The dog reached the trees and circled back, barking and running circles around Chris. Chris laughed and teased her into a frenzy.
“She’ll run away again!” I cried.
But Chris didn’t listen. He chased Remy around the yard and when she brought him a stick she found at the edge of the woods, he threw it for her and she retrieved it, tail wagging so frantically her whole backend wagged with it.
The sight of Chris playing with the dog like a little boy slowly eclipsed my fear that Remy would run off. And my anger at Chris.

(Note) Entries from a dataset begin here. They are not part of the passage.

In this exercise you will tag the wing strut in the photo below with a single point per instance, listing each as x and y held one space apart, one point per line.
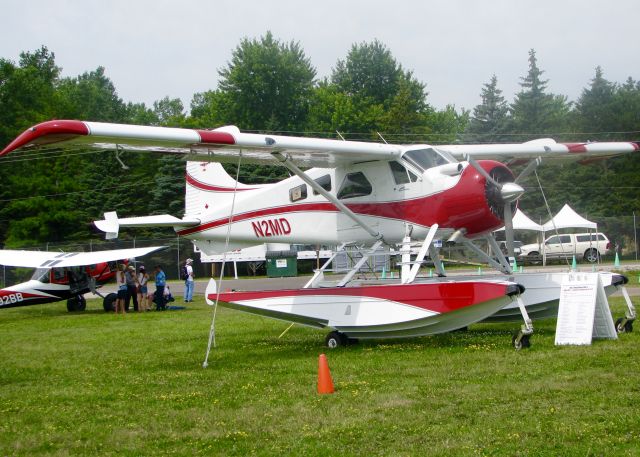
286 161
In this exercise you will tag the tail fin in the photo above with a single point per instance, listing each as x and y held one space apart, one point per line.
208 184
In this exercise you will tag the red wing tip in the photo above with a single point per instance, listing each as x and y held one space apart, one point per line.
46 132
576 147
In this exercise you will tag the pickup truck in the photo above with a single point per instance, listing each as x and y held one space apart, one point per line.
588 246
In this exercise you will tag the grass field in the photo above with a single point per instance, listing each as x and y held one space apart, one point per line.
98 384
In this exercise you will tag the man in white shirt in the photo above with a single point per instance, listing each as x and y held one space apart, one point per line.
188 281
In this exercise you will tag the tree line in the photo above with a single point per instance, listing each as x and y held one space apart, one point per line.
271 85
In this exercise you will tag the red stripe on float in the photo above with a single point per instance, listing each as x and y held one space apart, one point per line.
576 147
46 133
213 137
440 297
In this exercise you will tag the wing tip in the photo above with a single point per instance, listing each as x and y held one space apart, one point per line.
47 132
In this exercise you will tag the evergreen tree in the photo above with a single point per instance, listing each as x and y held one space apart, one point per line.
169 186
534 111
594 109
267 85
490 118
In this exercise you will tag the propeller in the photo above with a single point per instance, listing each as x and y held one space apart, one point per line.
502 195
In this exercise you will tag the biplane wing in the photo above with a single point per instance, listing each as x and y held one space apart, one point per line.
225 144
52 259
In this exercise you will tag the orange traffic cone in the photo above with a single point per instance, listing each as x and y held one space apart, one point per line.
325 383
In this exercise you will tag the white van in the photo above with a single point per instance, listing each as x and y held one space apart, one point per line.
588 246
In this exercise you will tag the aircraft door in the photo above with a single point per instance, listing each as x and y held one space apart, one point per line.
357 189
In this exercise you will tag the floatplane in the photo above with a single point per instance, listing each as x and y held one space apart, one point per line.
345 191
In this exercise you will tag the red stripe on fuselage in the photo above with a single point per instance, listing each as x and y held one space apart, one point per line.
204 186
437 297
464 205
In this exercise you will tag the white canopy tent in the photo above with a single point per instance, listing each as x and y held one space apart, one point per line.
568 218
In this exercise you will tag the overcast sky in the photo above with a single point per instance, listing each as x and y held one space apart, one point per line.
155 48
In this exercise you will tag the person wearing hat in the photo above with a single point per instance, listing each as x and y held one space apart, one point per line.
188 280
143 279
122 288
132 290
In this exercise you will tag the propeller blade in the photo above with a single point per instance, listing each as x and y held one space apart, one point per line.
482 171
508 228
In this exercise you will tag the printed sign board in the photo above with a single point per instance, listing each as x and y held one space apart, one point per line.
583 313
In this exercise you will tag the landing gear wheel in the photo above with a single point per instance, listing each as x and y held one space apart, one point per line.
77 303
522 343
335 339
108 303
624 325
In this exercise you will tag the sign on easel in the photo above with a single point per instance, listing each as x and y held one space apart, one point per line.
583 313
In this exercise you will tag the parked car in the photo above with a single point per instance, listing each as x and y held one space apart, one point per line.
588 246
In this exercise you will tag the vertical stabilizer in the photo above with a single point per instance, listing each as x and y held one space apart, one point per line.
208 186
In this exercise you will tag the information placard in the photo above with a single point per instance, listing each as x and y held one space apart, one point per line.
583 312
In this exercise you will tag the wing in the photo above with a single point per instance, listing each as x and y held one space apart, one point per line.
39 259
220 145
546 148
227 143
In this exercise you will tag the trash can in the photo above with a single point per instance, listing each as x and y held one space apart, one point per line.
281 263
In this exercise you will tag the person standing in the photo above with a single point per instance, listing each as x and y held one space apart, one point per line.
188 281
132 290
161 281
121 282
143 279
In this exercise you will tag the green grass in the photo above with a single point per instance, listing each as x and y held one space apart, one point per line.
92 383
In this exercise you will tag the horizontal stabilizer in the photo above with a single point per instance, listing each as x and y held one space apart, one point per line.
53 259
111 224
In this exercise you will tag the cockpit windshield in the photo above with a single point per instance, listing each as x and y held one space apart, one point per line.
41 274
428 158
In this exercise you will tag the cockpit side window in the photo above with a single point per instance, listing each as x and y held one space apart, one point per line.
324 182
355 185
426 158
41 274
298 193
400 174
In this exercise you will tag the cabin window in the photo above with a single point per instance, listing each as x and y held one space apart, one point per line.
355 185
400 174
298 193
324 182
426 158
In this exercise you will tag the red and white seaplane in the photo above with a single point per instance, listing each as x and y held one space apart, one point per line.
64 276
364 193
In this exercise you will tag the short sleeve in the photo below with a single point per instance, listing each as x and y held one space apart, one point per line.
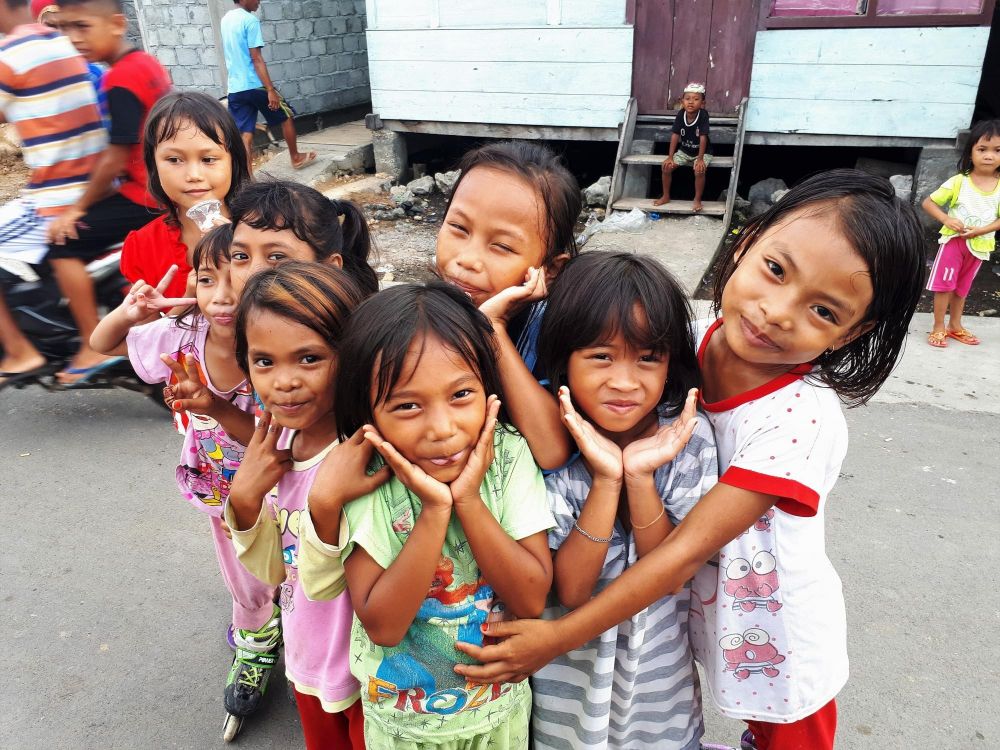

After several minutes, Remy collapsed at Chris’s feet, panting. Chris, too, stood with hands on hips, panting. He wiped the sweat off his brow and his shirt rose a fraction of an inch to reveal tight, tan skin. My heart rate quickened. I looked away and said, “Isn’t it your day off?”
He reached into his back pocket and took out a phone. “It’s your dad’s.”
I stared at the phone, muscles going rigid. It was your average smartphone in a black case, but somehow it felt like so much more. Our entire lives are on our phones.
“The Staties downloaded the contents,” Chris said. “You can have it back.”
I reached for it with a shaking hand. Pressing the button, I was surprised to see it light up.
>
“I charged it a little on my way over,” Chris said.
A wave of gratitude washed over me. “Do you know the passcode?”
“Zero eight three one.”
Tears filled my eyes. “My birthday.”
“Your dad knew how hard it is to access phones after someone dies.”
I looked at him sharply. “Did he know he was going to--?"
Chris shook his head. “No, nothing like that. We found a list of passwords under a magnet on his fridge when we searched the house.”
I stared at the phone’s home screen, and with a shaking finger typed in the code.
My own face popped up, staring back at me from behind rows of apps. It was an old photo. I wore braces and acne dotted my forehead. I was smiling at the camera with bits of corn caught in my braces. A summer picnic on the back deck.
Waves of emotions crashed over me. I clicked on the photos app, shocked to see how few there were, so different from the thousands of silly photos my friends and I took, the screenshots we passed between us, the images of our license plates, passcodes for public bathrooms, our credit cards so we wouldn’t have to get up to find our wallets.
There was the image of a bee on a flower, its hind legs heavy with pollen. Several shots of Remy: one of her frolicking in the water of Swine creek, another of her staring up at the phone from the floor with the biggest puppy dog eyes I’d ever seen. There were a few screenshots: Twitter feeds, jokes, and a goofy picture of a man in a speedo hitting the water in a giant belly flop. I smiled.
I kept scrolling. A few screenshots of Facebook. I squinted at the screen. Of my Facebook. Images from Reno, of my hikes up at Tahoe, of my friends and I sitting on a boulder at Emerald Cove. Of me shoving Kenny into the water.
I stared at them, unable to figure out how he’d gotten these. My account was private, and we weren’t friends. Or were we?
My stomach plunged. How many people had I friended simply because our social capital was defined by the number of likes we got on social media? How many strangers had I invited to look at my most personal photos based only on a tiny profile pic and the fact that they were friends with another of my friends?